Lonidamine in high-risk breast cancer patients.

Abstract

Lonidamine revealed synergistic effects with anthracyclines and alkylating agents in experimental investigations. It differs from conventional cytostatics by acting on the cell energy metabolism and also lacks their typical side effects; therefore it may be valuable to be combined with established chemotherapeutic regimens.
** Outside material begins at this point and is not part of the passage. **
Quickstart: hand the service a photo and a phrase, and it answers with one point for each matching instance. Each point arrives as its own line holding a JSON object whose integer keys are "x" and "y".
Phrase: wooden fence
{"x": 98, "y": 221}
Because in unselected patients the results of randomized studies may be influenced by differences in type and combination of prognostic factors, we defined strict entry criteria: no previous systemic palliative treatment, disease-free interval less than or equal to 2 years, measurable visceral metastases, number of tumor sites less than or equal to 2, no brain or bone metastases, World Health Organization performance status less than or equal to 2, age less than or equal to 55. In an ongoing rate, remission duration, time to treatment failure, and survival time in patients treated with vindesin 3 mg/m2 plus epirubicin 100 mg/m2 plus cyclophosphamide 600 mg/m2 (day 1, intravenous, repeated every 3 weeks) +/- lonidamine 600 mg/day orally. Eight of 12 patients achieved an objective remission (complete response 4, partial response 4), 1 patients had a stable disease, 2 patients experienced tumor progression; 1 patient is not yet evaluable for response. In spite of the intensity of the therapy no treatment interval prolongation was necessary. Main toxicities were myelosuppression, nausea, emesis, alopecia, and in patients treated with lonidamine, mild myalgia. The addition of lonidamine to polychemotherapy did not affect myelosuppression. Differences in remission rates or remission duration due to lonidamine could not yet be demonstrated.